Chook's Tracks

It may be of interest to Paeroa folk that they had a mine well ahead of Waihi but it wasn't a gold mine but a coal mine which was situated up the Tarariki Creek.

Discovered in 1875 and recorded in the Thames Advertiser on March 15th 1875 as thus:

A Mr Hennelly accompanied by Messrs Wright and Bayldon surveyors Mr Cashell and Mr Smith, one of the claimants of the Prospectors Reserve, travelled up the creek on which the coal had been found. They came back that night with the following information. There were two seams overlaying each other about 50 feet apart. The lower seam being about 18 inches thick, the other on the same bearing 3 foot to four foot thick.
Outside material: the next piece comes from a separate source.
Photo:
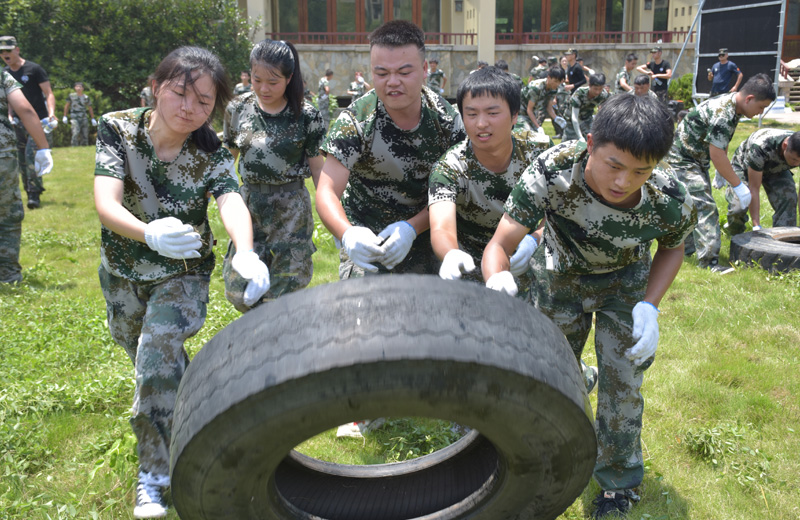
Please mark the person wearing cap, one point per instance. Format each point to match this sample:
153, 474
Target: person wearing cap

They sunk a hole four foot deep by six foot long onto the main seam and removed large lumps of coal which burnt well. They also found a little oil on the water which burnt with a slight flame.

Mr Wright estimated that the full cost of mining the coal and delivering it to Paeroa, about three miles away, would be about 2 shillings [20 cents] per ton.
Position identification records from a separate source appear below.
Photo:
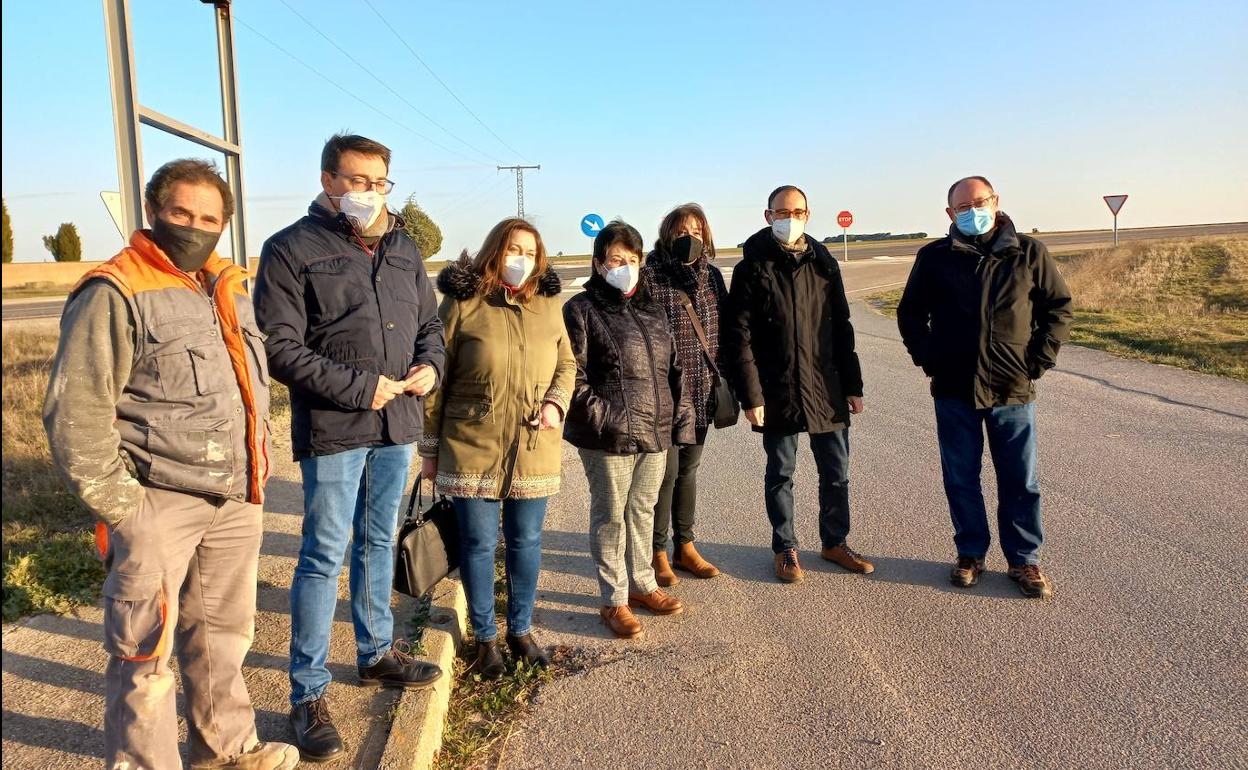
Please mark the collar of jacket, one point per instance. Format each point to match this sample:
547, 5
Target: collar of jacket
458, 280
764, 247
1005, 237
613, 300
215, 267
337, 222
The coal was latter delivered to Paeroa in wagons pulled by bullocks owned by the late Mr Trainor of Reservoir Road and shipped to Thames and Auckland from a wharf behind Fathers Tavern, Paeroa.
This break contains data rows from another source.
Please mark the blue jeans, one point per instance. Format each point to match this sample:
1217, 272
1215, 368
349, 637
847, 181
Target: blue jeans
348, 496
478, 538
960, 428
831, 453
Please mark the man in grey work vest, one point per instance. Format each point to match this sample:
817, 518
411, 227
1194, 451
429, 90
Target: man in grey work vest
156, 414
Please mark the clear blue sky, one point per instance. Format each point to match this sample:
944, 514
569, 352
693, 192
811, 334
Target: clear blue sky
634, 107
The mine, I believe, became uneconomic because of the varied widths of the coal seams leaving too much overburden to remove. Paeroa should not be out done by Waihi as it would take only about $100,000 to place a wooden wagon with two bullocks attached made of fibreglass, the coal likewise, along side the L and P Bottle.

The above mine was rediscovered around 1980 by the Sutton brothers, Arthur and Chook, along with their late brother-in-law Pat O'Hara and over the years have taken many people to see it but it took them years to find any real information about it. In the past weeks more has come to hand from Michael O'Connell and Graham Watton of Paeroa. A sample of the coal is now at the Paeroa Museum.

By what we read of late about mining the old saying that the definition of a mine is "a hole in the ground surrounded by thieves" still stands today.